In the above case for interaction model 3 we get the same output as we got for the first interaction model, where the main effects of age and bmi are significant predictors but the interaction between them is not. I will run this analysis again but this time only including the interaction term (age * bmi) in the model formula. 

In [7]:
# Running the analysis a fourth time. Not on this occasion only the age*bmi interaction is included. 

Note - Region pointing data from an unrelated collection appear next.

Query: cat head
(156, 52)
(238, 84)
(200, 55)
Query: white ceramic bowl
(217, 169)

mod_int4 = smf.ols(formula = "expenses ~ age*bmi", data = df).fit()

mod_int4.summary()

0,1,2,3
Dep. Variable:,expenses,R-squared:,0.118
Model:,OLS,Adj. R-squared:,0.116
Method:,Least Squares,F-statistic:,59.22
Date:,"Fri, 08 Sep 2023",Prob (F-statistic):,6.13e-36
Time:,16:31:54,Log-Likelihood:,-14394.0
No. Observations:,1338,AIC:,28800.0
Df Residuals:,1334,BIC:,28820.0
Df Model:,3,,
Covariance Type:,nonrobust,,

0,1,2,3,4,5,6
,coef,std err,t,P>|t|,[0.025,0.975]
Intercept,-9150.4861,4634.062,-1.975,0.049,-1.82e+04,-59.644
age,312.9752,114.657,2.730,0.006,88.047,537.903
bmi,421.8625,149.127,2.829,0.005,129.314,714.411
age:bmi,-2.2998,3.639,-0.632,0.528,-9.439,4.839

0,1,2,3
Omnibus:,321.813,Durbin-Watson:,2.008
Prob(Omnibus):,0.0,Jarque-Bera (JB):,592.5
Skew:,1.51,Prob(JB):,2.1900000000000003e-129
Kurtosis:,4.227,Cond. No.,19700.0


Note the difference in the above output compared to the second model, where we used the matrix specification to include only the interaction term in the model. When using the multiplicative specification, the model that is fitted includes each variable individualy and the interaction term. So, although we didn't specify the individual IVs in the formula the model returned is the full model containing main effects and interactions. If we were looking at a three-way interaction (e.g. age * bmi * region) then specifiying the IVs as an interaction, in a way similar to model 4, would return a results summary containing the main effect of each IV and all two-way and the three-way combination of the IVs. When including interaction terms, it is worth noting that these can be specified for any number of variables (e.g. age * bmi * region * sex * IV5) but interpreting the meaning of such complex interaction terms can be very difficult and I would suggest that there should be good theoretical reasons for including anything beyond the interaction between two IVs in the model.  

## Summary:

- When fitting multiple regression models using statsmodels it is possible to include the interaction between our IVs as a term in the model. 
- There are two ways to specify the interaction terms in the model formula. The first is the matrix approach where variable names are separated by the colon operator (IV1:IV2). When this is the only IV term included in the model, then the interaction is the only predictor that will be fitted. The second is the multiplicative method, where variables names are separated by an asterisk, signifiying multiplication (IV1 * IV2). When this is the only IV term included in the model, then the output returned will included main effects and interaction terms for all variables named in the interaction.